Code: Leverage the power of Big Tech, both for its ability to track much of information needed to do good planning and assess whether we’re on the right path towards ending fossil fuel. This includes using machine learning to enable smart grids, power climate analytics for smart investments, forecast supply and demand to help determine where variable power plants should be build, etc. But also, because Big Oil relies heavily on Big Tech for things like using the cloud to store data on fossil fuel extraction and production. Big Tech could use its power to refuse service to Big Oil, and send it’s production to a grinding halt.
Political Power: Develop the political power to make phaseout of fossil fuels possible.
Key Themes
Net zero: balancing some amount of positive greenhouse gas emissions with negative emissions of removals
Phase out: a planned transition over time, away from fossil fuels (growing the new and starving the old)
Phaseout toolbox
Moratoria, Bans, and Refusal to Finance
Banning Exploration and Export
Banning Fossil Fuel End-User Technologies
Global Coordination
Dealing with Transnational Companies
Ending Subsidies
Permission to Extract
Nationalize Fossil Fuel for Exit
Reverse Engineer
Key Quotes
“To limit warming to 1.5 degree C, countries would need to decrease fossil fuel production by 6 percent a year over this decade. But they are planning to increase production 2 percent a year.”
“Fossil fuel companies have list the credibility to set the terms of their own phaseout.”
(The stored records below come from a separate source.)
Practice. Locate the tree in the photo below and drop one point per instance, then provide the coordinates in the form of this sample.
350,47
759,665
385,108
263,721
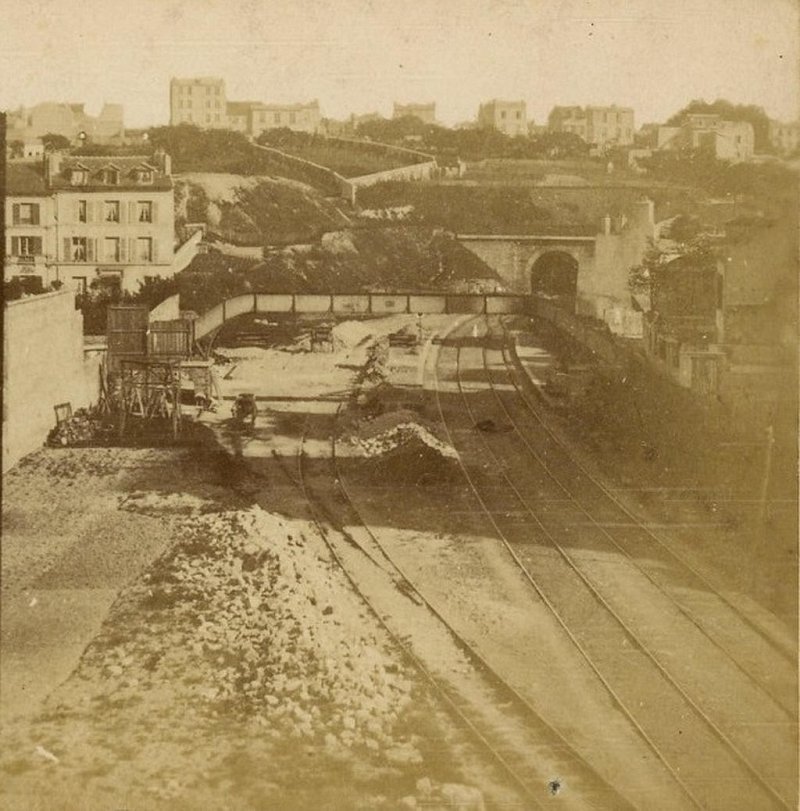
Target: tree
54,141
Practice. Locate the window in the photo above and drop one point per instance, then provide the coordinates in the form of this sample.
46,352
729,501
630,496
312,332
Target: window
111,249
26,213
26,246
144,249
79,252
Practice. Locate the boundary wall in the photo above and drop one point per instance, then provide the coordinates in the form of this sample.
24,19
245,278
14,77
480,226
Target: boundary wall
43,365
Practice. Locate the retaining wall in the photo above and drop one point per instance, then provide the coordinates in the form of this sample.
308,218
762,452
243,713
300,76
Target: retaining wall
43,365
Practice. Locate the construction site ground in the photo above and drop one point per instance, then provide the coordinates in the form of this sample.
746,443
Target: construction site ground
177,634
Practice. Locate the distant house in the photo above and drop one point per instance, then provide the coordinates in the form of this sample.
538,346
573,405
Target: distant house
508,117
69,120
202,101
784,138
727,140
598,126
424,112
81,220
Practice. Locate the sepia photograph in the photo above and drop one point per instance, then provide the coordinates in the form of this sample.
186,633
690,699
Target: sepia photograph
400,405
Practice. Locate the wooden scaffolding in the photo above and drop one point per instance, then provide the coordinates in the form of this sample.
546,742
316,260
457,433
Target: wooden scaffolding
149,394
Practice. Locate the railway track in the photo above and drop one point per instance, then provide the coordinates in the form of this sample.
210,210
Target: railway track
535,758
648,542
703,758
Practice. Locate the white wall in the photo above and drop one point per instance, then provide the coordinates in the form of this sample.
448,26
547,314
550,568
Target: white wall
43,365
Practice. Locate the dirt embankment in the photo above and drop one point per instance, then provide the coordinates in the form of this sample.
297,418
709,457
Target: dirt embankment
228,662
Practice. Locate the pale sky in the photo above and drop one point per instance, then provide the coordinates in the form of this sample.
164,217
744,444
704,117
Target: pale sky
361,55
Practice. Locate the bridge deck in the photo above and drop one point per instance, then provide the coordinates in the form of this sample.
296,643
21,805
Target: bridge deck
361,304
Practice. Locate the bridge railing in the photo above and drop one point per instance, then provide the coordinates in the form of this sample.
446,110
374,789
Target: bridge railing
360,304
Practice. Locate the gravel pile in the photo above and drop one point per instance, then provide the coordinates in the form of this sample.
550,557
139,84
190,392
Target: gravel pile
83,428
272,637
403,434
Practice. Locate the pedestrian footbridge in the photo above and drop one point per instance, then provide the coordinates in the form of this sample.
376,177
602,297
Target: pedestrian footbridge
360,305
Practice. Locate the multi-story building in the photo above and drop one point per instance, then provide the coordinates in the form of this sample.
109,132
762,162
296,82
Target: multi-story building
424,112
509,117
200,101
784,138
297,117
598,126
69,120
80,220
29,223
727,140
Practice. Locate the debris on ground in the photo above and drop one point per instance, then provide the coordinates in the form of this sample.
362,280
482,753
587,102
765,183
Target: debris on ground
83,428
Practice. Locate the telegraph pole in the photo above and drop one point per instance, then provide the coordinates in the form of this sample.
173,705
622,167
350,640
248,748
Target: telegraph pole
762,506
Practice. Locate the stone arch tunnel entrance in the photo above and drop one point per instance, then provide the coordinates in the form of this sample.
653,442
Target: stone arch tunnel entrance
555,275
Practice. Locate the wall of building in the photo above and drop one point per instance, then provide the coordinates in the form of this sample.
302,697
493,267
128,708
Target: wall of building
37,264
128,230
43,366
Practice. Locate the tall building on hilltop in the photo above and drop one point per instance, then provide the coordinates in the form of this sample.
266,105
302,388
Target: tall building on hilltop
424,112
598,126
509,117
202,101
199,101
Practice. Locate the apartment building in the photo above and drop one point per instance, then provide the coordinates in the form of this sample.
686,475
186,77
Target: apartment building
69,120
424,112
598,126
785,138
200,100
81,220
508,117
29,223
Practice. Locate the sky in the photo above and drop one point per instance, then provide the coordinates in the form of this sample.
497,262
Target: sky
359,56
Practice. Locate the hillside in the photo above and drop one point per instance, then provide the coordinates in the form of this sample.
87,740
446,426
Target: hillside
347,158
255,210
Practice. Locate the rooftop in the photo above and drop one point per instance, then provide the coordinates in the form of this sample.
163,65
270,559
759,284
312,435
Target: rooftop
25,179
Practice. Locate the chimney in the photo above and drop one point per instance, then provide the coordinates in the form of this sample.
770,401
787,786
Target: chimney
52,165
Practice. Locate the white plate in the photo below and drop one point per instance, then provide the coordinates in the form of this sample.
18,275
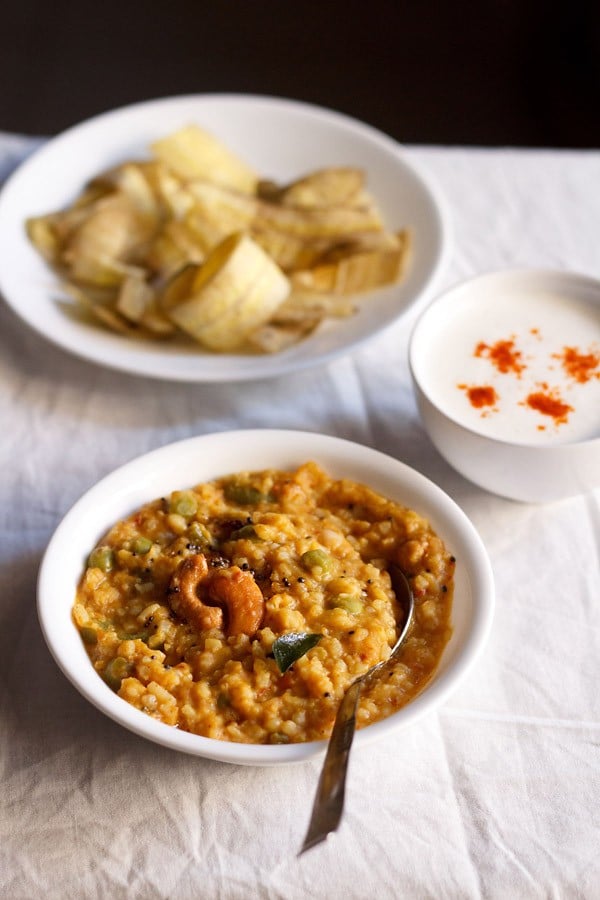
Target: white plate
203,458
282,139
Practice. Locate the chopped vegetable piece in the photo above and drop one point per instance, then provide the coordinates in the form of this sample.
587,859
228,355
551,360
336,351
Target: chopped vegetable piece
198,534
183,503
350,602
316,559
246,531
288,648
102,558
244,494
88,635
142,545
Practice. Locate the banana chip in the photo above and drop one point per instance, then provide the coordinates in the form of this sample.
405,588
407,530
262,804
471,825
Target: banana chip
192,241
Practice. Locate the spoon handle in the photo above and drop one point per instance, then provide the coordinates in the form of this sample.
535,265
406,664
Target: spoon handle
329,799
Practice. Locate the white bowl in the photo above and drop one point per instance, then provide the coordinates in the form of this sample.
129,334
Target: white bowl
282,140
510,448
198,459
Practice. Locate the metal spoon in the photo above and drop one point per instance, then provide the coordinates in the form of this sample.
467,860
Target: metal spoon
329,799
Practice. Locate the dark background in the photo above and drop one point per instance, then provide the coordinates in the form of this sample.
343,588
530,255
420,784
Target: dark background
497,72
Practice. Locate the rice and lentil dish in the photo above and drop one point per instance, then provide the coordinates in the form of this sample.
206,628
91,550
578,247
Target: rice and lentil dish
243,608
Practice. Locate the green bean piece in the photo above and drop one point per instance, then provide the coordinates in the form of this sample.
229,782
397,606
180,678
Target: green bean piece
316,559
350,602
102,558
88,635
142,545
236,492
184,503
116,670
198,534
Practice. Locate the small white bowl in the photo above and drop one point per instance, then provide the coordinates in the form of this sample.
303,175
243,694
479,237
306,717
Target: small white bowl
202,458
511,447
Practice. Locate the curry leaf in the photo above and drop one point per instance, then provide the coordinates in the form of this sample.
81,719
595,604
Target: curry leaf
290,647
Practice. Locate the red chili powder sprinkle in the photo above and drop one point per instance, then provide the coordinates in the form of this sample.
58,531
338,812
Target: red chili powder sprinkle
503,355
480,396
548,403
579,366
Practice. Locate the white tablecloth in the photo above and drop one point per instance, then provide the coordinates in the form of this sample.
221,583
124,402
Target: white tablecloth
497,796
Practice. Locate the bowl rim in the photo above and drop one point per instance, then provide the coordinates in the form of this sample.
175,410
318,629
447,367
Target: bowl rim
474,558
562,275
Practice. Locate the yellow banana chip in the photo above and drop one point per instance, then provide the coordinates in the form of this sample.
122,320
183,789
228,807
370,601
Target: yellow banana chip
192,241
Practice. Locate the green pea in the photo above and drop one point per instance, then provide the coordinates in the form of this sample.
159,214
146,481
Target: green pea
142,545
198,534
350,602
102,558
316,559
116,670
183,503
88,635
245,494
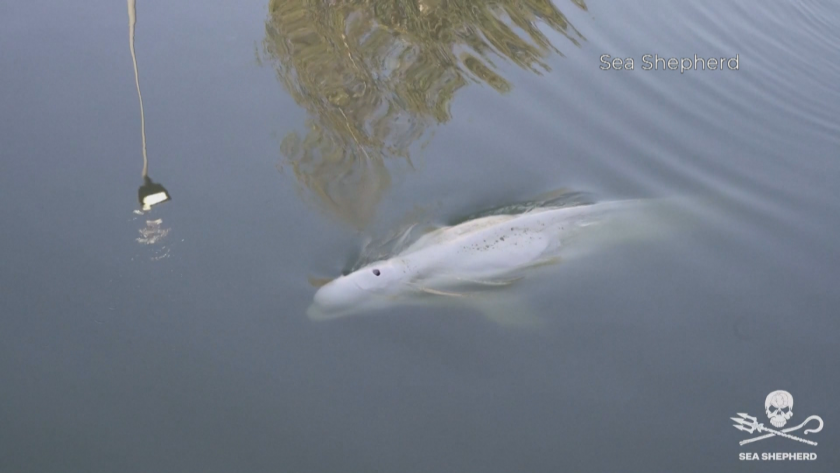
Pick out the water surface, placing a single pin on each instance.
(287, 132)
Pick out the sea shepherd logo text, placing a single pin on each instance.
(778, 406)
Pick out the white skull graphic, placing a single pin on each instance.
(779, 407)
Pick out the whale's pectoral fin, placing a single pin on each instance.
(437, 292)
(480, 282)
(506, 310)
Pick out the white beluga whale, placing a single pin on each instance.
(471, 262)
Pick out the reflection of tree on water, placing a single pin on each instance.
(375, 75)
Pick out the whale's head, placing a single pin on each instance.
(368, 288)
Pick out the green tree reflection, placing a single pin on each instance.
(376, 75)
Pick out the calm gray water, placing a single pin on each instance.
(176, 340)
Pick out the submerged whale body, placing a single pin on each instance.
(460, 262)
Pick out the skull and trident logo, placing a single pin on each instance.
(779, 409)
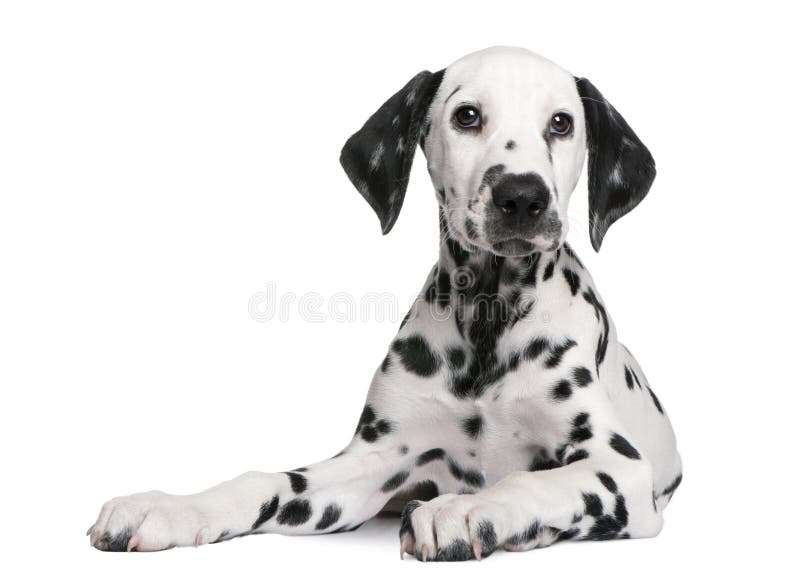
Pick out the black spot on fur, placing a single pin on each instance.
(621, 511)
(541, 462)
(582, 376)
(469, 476)
(548, 271)
(329, 517)
(604, 528)
(573, 280)
(471, 228)
(117, 542)
(367, 415)
(581, 429)
(628, 378)
(562, 390)
(535, 348)
(567, 534)
(592, 504)
(369, 429)
(473, 426)
(434, 454)
(268, 509)
(487, 537)
(670, 489)
(295, 512)
(298, 482)
(406, 526)
(600, 313)
(655, 401)
(417, 356)
(530, 534)
(457, 550)
(576, 456)
(623, 447)
(456, 357)
(395, 481)
(557, 353)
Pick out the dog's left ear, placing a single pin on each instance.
(378, 158)
(621, 168)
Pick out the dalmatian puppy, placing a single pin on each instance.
(506, 414)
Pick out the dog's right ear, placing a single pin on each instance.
(378, 158)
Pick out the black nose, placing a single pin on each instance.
(521, 197)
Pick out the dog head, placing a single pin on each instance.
(505, 133)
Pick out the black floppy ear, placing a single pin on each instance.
(378, 158)
(621, 168)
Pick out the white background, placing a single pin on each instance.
(162, 162)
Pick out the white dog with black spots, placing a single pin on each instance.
(506, 413)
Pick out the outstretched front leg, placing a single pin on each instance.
(330, 496)
(334, 495)
(603, 490)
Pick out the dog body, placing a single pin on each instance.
(505, 399)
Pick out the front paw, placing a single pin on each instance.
(451, 528)
(147, 522)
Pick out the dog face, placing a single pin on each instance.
(505, 133)
(505, 149)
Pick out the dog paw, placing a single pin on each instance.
(147, 522)
(451, 528)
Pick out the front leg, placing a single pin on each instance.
(604, 491)
(333, 495)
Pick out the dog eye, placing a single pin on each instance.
(467, 117)
(560, 124)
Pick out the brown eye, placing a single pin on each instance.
(560, 124)
(468, 117)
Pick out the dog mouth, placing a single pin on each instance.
(513, 247)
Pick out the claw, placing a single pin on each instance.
(476, 548)
(201, 539)
(405, 546)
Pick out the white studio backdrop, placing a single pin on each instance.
(165, 167)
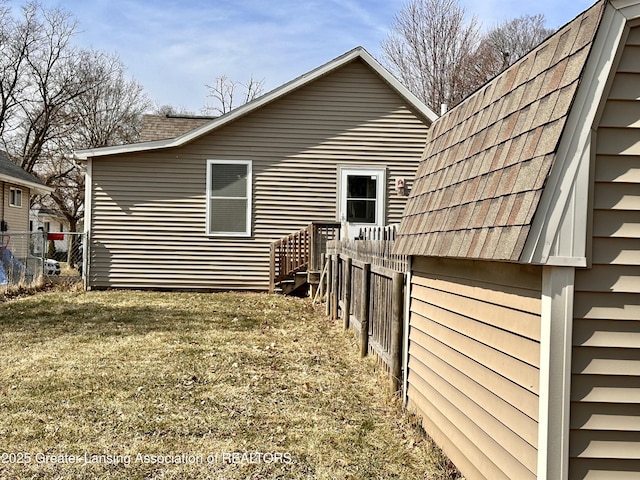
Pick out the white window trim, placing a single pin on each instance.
(249, 197)
(13, 192)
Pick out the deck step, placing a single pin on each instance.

“Much as slavery went from universal institution to universal abomination and as tobacco went from medicinal and cool to lethal and disgusting, the delegitimization of fossil fuels will flap the valence of these otherwise wondrous, free-for-taking hydrocarbons".” - Ending the Fossil Fuel Era
“The biggest barrier to energy change is not technical but cultural and political structures of feeling that have been produced through regimes of energy consumption.”
“For those capacities to grow, they need to become part of our culture. How does that happen? Through education, media, art, making planning into a cool career, mainstreaming it into childhood…”
“We have to build institutions of democratic planning so that everyone can participate in it — or so that we can delegate making the plan to people we choose, not McKinsey consultants and black-box platforms.”
“Both of these transitions feature an entire group put out of work by technological changes; scores of jobs lost along the way. The number of journalisms in the United States has gone from half a million at its peak to 174,000. Compare that to the mourning of coal jobs: one gets a lot of requiems and is a social problem to communally solve; the other is not. One gets a lot of technological determinism — a narrative of historical inevitability… The other does not: the rules of creative disruption don’t apparently apply to fossil fuel companies: we’re supposed to empathize with them, help them continue in the face of technological disruption.” One of my favorite quotes from the book.
“If we gain the capacity to direct the tech industry, we may in parallel gain the political power to direct fossil fuels, too.”
“The political power needed to phase out the fossil fuel industry needs to include coalitions of people in rural areas…”
“There are various types of bans and moratoria: bans on exploration, bans on extraction, bans on export, and bans on technologies that use fossil fuels.”
“What we need is more domestic policy in the world’s most important large emitters to drive the transition, because we don’t need all 256 countries around the world to do this at the same time.”
Overall, in the spirit of Goodreads ratings, I’ll give this book a 7.5/10.
I got a little lost and confused at times in parts, but I learned so much, and there were some incredible quotes that are really useful in my organizing.